With impeccable timing.
By Nick Corbishley, for WOLF STREET:
For the last two years, KPMG has refused to sign off the accounts of Spelthorne borough council, a tiny local authority on the outskirts of London that has taken on huge amounts of debt to buy more than £1 billion of commercial and residential property, it has been revealed. The council has an annual budget of just £22 million, yet it has amassed more commercial property than just about any other local authority in the UK, all of it debt financed.
Between 2016 and 2018 Spelthorne borrowed £1.17 billion from the Public Works Loan Board (PWLB), an arm of the UK treasury that is supposed to offer relatively cheap loans to councils for building new schools and other civil projects. But many councils have begun tapping the funds for speculative property investments instead, as a means of supplementing their income.

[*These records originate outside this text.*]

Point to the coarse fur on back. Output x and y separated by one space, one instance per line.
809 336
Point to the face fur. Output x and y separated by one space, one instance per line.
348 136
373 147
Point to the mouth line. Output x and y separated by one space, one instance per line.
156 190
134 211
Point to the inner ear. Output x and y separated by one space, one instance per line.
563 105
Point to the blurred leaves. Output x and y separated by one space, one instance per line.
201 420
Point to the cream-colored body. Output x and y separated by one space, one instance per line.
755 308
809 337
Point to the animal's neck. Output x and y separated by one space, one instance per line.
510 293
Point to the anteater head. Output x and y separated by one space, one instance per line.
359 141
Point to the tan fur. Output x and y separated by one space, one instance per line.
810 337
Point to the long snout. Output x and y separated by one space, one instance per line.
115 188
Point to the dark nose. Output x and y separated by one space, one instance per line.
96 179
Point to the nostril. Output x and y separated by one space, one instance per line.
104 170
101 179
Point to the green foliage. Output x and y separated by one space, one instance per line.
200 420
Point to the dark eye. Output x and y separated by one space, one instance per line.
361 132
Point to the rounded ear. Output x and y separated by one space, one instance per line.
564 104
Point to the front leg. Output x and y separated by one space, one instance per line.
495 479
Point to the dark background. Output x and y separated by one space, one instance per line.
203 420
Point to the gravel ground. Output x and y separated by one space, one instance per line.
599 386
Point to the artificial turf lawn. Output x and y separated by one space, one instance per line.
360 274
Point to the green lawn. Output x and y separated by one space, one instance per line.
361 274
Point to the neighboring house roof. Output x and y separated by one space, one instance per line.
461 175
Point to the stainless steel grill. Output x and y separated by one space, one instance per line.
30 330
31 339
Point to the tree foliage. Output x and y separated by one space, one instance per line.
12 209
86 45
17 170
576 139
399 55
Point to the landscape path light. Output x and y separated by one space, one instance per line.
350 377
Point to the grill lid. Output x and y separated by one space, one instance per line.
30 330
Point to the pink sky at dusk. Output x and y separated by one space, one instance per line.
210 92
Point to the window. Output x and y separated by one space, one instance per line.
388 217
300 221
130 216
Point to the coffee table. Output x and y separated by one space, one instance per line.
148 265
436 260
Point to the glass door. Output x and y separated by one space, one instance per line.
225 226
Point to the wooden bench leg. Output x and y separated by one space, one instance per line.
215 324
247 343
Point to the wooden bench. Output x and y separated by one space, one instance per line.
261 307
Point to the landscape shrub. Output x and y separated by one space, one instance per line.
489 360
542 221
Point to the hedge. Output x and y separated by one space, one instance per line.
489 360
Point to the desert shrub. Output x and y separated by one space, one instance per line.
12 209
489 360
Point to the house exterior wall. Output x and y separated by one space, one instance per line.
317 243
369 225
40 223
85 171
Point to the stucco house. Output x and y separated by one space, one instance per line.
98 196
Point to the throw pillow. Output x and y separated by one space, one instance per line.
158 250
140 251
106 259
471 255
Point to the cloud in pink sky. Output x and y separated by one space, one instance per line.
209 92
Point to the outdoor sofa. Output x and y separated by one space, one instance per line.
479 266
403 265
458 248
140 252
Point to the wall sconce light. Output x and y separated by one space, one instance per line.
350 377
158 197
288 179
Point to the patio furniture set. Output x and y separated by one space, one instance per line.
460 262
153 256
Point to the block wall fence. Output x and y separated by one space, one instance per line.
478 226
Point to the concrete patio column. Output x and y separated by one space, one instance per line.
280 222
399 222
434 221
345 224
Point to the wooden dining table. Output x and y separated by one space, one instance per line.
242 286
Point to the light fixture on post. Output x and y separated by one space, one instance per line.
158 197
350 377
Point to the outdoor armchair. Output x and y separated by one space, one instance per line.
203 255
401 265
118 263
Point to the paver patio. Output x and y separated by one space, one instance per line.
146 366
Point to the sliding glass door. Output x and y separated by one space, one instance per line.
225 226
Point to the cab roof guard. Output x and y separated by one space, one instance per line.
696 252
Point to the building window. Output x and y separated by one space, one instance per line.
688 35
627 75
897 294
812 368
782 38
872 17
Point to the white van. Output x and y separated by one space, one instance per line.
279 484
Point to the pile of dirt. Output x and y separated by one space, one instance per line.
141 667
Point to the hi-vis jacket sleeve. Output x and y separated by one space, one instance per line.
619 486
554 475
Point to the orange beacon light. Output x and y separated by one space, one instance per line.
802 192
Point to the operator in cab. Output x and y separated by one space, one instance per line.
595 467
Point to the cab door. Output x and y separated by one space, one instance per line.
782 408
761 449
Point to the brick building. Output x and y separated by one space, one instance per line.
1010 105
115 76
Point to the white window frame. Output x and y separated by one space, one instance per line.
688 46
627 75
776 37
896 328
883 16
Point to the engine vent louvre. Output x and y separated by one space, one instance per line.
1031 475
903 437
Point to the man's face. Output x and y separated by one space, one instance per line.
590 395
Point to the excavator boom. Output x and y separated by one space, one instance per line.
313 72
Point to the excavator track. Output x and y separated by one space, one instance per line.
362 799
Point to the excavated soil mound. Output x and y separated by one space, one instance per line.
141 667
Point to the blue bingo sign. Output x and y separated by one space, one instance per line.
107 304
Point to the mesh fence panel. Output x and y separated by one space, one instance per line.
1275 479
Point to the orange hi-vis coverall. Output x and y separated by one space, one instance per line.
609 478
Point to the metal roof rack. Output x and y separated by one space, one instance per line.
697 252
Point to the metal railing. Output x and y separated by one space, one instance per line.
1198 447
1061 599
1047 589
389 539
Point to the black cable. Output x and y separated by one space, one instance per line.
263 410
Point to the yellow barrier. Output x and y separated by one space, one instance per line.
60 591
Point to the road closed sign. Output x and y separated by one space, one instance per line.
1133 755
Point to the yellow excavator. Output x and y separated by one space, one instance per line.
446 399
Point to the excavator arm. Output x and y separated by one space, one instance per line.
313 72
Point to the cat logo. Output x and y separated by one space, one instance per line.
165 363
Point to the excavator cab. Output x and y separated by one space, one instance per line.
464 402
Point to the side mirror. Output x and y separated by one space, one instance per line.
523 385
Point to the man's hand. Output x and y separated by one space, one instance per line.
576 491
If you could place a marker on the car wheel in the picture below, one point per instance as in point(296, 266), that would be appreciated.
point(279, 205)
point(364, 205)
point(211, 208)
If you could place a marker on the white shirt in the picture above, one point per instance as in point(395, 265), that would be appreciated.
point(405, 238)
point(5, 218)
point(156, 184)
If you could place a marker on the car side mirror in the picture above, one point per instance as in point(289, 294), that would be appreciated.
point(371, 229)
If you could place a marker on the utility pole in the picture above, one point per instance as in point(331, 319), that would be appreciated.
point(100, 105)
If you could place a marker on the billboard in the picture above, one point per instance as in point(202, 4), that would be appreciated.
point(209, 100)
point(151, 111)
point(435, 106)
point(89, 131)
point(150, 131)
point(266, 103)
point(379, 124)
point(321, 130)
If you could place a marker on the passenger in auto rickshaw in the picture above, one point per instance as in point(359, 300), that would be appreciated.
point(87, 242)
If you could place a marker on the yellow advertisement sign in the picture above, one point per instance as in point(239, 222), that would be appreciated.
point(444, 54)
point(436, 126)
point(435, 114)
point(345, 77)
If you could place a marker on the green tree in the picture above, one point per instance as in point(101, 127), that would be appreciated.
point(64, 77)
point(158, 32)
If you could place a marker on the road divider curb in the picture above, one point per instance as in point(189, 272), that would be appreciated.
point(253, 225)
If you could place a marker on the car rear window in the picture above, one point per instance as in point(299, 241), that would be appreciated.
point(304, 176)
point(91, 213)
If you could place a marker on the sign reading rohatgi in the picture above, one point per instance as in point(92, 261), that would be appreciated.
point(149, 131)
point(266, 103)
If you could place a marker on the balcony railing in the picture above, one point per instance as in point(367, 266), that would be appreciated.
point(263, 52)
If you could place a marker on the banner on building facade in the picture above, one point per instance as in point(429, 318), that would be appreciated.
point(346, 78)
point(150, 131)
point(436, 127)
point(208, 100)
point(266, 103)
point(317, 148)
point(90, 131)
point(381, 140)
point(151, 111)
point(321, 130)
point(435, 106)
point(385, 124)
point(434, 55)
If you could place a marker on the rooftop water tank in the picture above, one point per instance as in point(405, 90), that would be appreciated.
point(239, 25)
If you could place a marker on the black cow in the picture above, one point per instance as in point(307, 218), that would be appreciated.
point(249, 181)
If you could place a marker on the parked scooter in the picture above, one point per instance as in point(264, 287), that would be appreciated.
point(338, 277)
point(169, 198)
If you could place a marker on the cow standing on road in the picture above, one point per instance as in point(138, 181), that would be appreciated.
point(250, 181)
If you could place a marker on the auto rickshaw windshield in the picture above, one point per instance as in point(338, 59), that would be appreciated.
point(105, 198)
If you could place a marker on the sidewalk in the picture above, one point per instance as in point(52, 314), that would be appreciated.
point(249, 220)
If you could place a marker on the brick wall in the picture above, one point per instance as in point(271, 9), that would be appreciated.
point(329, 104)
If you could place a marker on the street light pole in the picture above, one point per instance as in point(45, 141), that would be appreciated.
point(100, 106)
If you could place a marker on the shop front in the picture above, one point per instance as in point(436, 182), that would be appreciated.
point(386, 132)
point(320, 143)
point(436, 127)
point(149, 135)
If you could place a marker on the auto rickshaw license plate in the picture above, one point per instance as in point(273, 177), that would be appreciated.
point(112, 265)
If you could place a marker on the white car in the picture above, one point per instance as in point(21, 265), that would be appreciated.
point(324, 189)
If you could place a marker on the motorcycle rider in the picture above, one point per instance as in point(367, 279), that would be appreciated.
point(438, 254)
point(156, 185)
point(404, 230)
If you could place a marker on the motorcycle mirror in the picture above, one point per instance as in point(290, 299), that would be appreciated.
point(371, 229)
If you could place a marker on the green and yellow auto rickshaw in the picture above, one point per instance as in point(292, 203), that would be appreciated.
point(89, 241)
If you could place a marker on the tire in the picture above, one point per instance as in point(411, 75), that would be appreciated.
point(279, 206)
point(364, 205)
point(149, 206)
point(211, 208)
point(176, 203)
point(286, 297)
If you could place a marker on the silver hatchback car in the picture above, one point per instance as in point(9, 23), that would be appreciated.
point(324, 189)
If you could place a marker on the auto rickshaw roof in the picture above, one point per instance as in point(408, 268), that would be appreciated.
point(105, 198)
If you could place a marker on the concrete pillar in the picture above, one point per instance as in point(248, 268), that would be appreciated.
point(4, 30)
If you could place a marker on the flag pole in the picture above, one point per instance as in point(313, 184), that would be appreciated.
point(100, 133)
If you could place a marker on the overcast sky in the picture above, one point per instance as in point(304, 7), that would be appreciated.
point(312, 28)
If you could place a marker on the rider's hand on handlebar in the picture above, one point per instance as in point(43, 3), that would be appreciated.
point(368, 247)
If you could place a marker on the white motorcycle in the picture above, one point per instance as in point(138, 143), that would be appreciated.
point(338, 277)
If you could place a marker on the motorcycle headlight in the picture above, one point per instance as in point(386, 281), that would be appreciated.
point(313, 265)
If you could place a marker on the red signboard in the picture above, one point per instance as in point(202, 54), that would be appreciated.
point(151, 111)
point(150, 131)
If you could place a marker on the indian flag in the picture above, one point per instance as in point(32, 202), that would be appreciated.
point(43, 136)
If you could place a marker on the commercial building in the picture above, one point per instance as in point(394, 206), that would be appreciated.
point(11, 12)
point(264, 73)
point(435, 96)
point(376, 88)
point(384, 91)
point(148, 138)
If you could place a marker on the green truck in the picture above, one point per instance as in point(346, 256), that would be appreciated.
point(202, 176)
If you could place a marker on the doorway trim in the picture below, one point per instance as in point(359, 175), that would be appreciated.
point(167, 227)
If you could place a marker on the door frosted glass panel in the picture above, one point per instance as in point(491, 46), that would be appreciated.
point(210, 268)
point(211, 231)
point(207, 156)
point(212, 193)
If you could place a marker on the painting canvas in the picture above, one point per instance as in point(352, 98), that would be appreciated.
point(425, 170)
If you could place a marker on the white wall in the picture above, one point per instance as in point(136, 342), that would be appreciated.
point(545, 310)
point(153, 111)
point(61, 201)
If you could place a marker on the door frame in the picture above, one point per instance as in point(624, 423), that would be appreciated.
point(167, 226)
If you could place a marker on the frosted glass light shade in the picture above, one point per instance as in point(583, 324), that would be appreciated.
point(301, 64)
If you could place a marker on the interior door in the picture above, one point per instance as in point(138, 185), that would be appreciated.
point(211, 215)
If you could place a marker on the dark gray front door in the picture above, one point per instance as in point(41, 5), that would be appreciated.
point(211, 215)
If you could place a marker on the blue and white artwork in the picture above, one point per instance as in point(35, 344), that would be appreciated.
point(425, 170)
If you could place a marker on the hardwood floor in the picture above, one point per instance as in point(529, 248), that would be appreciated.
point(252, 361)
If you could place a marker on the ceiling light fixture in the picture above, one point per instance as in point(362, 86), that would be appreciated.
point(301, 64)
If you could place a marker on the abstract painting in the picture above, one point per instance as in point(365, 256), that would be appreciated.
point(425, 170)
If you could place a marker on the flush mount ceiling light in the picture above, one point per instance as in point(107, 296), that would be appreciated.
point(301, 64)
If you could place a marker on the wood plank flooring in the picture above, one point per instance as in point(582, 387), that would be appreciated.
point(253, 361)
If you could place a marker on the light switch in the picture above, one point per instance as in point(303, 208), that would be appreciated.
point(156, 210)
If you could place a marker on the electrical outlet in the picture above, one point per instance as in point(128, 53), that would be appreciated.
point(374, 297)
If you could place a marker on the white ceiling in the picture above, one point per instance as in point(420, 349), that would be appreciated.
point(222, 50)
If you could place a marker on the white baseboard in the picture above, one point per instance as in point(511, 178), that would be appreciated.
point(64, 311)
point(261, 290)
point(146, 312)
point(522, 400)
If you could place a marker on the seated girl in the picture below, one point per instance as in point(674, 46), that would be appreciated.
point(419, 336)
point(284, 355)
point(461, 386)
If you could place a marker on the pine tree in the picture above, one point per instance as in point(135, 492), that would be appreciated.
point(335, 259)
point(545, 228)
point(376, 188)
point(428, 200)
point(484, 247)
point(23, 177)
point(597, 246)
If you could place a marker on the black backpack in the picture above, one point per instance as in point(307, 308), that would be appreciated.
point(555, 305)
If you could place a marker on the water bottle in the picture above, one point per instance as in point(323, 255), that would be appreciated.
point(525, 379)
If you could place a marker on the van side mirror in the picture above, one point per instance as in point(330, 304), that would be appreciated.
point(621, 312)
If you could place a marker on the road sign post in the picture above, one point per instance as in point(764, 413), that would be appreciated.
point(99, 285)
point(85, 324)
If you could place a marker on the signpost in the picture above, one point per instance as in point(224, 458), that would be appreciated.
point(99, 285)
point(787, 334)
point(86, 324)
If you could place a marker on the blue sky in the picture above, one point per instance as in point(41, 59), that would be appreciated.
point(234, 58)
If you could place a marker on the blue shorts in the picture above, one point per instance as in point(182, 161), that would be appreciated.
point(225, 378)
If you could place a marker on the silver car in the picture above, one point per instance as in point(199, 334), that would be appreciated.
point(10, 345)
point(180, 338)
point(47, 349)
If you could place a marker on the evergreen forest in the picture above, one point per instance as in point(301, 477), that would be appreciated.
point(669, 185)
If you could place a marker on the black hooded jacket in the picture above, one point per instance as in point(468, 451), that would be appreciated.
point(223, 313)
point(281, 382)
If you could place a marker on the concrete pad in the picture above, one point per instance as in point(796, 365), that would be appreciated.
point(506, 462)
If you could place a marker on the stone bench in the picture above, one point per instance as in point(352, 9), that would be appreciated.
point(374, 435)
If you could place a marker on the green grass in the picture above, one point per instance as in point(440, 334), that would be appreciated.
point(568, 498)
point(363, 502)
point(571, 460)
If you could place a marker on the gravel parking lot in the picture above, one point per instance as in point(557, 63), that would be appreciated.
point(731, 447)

In correspondence seen by the London Times, KPMG raised “material concerns” about three purchases Spelthorne made in 2017-18 in which it allegedly ignored rules that forbid councils from borrowing purely to make a profit on subsequent investments. These investments significantly increased the council’s exposure to risks in the property market, though it insists it is not endangering funds, with this flawless argument:
The Council is not risking council taxpayers’ cash to buy commercial properties; the low cost government funding for this strategy comes from the financial markets.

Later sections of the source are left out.